As I worked the hay pile, nearby, I saw four black-chinned hummingbirds feasting among the scarlet runner beans that twined up the cornstalks of our garden. It was so still, the leaves of the corn leaves arched motionless, not a flutter.

I thought I heard a distant sound like white noise. I looked up toward it, to the southeast where Arlene’s place sat on top of a hill, a third of a mile across our valley. As I tried to figure out what that growing sound was, in an instant, a wall of gray hid her home.

Holy cow, a cloudburst, I thought.

I hustled inside, pulled up a chair to a window and watched that gray, seemingly impenetrable wall approach. Show of a lifetime, I thought.

Still not a hint of lightening. Just a white noise that I could now hear even from inside.

Then I saw my horses all, as one, raise their heads, and then they wheeled and stampeded to the northwest. That was when I realized that white noise, formless as the black above, was now a roar and above it I heard the first “pock” sounds as hail the size of golf balls hit and bounced.

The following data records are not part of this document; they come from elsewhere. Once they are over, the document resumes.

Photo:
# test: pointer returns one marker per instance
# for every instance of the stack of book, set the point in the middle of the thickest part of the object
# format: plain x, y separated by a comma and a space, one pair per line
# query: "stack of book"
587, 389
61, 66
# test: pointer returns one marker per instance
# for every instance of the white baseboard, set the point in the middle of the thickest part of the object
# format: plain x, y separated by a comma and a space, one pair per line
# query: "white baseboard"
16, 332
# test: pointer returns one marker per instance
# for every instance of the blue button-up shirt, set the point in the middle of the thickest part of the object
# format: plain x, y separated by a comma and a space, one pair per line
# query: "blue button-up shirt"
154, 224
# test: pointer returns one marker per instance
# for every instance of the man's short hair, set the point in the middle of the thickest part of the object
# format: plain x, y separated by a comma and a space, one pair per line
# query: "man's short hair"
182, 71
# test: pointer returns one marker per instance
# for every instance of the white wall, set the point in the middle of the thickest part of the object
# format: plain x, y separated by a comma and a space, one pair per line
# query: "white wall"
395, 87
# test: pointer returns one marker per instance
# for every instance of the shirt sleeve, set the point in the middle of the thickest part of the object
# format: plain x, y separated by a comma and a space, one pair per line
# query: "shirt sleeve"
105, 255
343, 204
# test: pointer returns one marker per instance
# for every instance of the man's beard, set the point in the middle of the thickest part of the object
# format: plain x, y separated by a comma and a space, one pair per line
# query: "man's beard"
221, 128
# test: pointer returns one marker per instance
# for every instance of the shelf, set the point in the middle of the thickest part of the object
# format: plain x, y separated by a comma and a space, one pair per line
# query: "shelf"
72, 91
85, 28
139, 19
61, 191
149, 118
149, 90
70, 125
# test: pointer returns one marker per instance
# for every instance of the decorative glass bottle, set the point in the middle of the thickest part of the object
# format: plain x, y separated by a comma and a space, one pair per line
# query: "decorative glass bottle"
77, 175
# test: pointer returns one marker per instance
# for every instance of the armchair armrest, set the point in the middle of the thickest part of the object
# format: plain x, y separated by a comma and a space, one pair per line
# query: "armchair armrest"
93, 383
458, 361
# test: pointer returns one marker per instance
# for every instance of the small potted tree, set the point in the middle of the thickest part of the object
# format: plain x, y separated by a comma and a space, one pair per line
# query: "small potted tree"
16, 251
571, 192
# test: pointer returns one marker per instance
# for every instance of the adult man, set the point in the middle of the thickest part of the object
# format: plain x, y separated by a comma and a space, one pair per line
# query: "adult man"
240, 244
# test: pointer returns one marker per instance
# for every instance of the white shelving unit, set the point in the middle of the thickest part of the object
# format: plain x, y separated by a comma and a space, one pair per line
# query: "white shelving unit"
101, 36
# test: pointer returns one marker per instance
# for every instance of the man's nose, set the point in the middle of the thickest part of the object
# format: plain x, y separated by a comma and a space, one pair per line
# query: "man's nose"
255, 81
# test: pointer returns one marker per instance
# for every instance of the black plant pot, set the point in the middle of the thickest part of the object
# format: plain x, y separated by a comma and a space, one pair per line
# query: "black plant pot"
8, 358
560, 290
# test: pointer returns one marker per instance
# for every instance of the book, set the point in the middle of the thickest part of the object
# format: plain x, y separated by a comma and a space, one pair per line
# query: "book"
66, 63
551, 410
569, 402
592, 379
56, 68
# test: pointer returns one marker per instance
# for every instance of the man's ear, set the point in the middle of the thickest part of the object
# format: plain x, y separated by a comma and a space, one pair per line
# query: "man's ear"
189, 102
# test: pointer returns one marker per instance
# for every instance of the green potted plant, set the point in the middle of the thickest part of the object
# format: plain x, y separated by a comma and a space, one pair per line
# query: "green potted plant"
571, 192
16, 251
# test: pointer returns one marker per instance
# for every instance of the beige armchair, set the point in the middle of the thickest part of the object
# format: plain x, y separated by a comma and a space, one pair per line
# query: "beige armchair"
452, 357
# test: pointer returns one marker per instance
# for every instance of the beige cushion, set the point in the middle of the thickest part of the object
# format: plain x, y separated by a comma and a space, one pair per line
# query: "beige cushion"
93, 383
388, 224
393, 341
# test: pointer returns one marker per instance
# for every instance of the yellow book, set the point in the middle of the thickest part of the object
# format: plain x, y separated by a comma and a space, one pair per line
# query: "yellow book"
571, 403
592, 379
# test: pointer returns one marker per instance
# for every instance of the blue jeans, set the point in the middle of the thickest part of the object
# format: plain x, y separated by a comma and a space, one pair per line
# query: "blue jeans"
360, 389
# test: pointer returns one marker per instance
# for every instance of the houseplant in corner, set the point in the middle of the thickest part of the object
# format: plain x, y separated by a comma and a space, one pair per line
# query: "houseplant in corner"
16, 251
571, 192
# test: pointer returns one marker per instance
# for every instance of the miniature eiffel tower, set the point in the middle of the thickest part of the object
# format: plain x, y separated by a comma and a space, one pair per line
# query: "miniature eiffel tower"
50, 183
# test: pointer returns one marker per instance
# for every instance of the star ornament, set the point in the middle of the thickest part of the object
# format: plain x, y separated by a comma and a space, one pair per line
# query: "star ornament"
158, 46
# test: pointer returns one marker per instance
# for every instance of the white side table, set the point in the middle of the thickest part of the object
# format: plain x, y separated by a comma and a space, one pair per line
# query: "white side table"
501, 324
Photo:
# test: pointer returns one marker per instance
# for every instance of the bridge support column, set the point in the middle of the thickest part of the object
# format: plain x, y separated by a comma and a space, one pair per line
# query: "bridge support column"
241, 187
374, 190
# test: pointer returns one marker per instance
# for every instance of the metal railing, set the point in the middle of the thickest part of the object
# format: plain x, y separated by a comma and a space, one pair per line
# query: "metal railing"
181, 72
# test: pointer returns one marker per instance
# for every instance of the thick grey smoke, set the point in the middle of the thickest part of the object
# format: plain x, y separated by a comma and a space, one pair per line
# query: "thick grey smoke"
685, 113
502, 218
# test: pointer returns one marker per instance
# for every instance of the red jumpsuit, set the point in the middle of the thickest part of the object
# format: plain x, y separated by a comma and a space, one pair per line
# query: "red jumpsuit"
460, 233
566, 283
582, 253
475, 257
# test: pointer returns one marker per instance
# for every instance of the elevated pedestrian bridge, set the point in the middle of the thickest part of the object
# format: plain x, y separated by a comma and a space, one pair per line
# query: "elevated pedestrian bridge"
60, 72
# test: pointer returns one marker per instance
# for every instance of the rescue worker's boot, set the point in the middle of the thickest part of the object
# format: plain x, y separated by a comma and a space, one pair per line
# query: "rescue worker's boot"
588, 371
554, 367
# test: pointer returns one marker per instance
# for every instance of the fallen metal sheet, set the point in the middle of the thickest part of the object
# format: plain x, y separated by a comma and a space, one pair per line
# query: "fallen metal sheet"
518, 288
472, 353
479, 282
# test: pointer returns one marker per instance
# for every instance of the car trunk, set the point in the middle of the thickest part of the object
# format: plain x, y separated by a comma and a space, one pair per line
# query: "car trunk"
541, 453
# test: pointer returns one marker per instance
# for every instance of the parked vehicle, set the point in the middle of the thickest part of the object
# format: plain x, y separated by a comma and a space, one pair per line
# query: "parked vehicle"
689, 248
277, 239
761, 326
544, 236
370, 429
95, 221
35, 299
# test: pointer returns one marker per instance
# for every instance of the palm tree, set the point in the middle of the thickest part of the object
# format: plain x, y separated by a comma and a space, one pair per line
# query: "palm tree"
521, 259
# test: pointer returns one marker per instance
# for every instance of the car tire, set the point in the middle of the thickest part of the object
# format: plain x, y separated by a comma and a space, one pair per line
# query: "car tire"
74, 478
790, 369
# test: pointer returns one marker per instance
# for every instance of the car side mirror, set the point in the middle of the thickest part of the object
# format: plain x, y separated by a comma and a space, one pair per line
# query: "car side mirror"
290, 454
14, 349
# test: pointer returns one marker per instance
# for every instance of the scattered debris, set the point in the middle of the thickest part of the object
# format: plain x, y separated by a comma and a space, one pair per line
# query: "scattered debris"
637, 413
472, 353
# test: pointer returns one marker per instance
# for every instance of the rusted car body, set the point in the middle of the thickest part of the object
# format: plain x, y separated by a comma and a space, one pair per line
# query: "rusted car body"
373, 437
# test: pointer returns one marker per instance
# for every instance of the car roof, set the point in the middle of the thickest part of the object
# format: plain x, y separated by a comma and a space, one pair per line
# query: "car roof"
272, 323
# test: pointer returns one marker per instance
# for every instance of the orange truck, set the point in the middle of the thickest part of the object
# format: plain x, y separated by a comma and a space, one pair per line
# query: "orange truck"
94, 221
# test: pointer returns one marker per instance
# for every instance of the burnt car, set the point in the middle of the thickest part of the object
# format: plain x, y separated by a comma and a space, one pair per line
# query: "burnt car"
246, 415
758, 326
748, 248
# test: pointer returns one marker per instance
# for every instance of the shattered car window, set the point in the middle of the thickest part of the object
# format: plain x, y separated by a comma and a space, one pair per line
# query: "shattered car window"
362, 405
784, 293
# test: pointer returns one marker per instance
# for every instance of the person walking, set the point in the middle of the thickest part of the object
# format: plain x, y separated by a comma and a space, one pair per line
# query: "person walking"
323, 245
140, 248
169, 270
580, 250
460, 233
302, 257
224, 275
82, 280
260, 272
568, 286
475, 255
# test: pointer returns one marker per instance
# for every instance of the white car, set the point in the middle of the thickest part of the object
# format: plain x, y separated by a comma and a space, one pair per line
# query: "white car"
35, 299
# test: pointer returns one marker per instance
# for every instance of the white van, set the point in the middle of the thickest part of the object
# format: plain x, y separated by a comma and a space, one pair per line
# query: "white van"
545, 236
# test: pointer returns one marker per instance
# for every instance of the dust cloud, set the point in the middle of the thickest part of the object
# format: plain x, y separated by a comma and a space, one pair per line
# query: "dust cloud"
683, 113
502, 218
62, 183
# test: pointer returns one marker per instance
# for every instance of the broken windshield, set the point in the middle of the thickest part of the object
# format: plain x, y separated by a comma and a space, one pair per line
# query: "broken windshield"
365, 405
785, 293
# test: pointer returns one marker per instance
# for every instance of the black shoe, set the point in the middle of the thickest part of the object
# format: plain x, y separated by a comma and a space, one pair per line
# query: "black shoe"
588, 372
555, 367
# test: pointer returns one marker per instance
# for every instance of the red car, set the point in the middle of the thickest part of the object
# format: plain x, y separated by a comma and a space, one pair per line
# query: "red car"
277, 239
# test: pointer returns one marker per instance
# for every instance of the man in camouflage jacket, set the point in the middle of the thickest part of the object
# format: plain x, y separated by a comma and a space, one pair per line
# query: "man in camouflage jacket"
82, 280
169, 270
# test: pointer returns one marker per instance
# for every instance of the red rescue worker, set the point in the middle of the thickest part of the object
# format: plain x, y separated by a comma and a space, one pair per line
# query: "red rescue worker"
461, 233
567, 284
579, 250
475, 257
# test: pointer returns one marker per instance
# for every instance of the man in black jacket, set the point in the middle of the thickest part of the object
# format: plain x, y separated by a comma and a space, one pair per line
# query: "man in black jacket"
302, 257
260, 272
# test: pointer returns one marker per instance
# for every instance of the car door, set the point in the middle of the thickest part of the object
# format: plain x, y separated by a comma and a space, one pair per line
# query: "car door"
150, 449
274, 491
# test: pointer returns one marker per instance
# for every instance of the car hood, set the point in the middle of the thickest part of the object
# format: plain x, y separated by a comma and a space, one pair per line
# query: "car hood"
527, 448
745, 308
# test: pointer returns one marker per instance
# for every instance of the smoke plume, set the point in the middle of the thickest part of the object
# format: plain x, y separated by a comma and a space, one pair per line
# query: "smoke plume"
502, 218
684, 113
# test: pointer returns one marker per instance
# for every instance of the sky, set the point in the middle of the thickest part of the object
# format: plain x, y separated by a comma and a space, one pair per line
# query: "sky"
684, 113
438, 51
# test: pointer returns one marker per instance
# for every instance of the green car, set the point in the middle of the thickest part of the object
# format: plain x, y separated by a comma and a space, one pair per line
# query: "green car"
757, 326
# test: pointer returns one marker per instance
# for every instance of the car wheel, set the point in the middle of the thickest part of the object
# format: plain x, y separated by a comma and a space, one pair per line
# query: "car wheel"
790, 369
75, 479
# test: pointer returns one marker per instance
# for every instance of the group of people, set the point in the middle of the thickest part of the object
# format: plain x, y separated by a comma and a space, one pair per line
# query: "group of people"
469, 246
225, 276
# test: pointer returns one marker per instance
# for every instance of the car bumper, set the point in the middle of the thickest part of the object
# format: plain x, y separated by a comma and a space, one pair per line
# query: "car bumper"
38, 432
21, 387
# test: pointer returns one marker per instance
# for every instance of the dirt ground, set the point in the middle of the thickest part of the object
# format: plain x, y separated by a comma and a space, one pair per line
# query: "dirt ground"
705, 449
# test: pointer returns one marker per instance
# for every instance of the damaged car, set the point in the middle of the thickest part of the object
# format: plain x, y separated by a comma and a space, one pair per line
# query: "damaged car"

And then it was a continuous deafening roar as hail pounded down and I cried and shouted prayers.

Finally the hail slowed enough that I could see our horses galloping blindly, each alone, running in a different direction. I put on a helmet and leather jacket, ran out and shouted for them, hoping to persuade them to shelter in their barns. The pain of the pummeling hail made my voice kind of crazy and the horses were panicking. I realized that even if they could hear me over the roar of hail, they would heed no one.

And then, and then, a new sound drowned out that of the hail. It was the thunder of great waters converging on our valley. I saw logs tossing on dark waves as they rolled over most of our land. The horses ran to the high ground.

Finally, the hail stopped falling and it was washing away on the flood waters and lay in heaps on the high ground. Now the horses came to my calls. Painted Lady and Flair were fine. Flair was actually dry. I figured those two must have out-raced the hail to our barns and stayed inside.

The others, however, suffered great lumpy bruises all over their top sides: Gitano, Dragon Lady, Ginger, their foals, and Coquetta.

I turned to go inside to call our vet, Dr. Harold Bobbit, but just then Gitano lunged at me, ears pinned.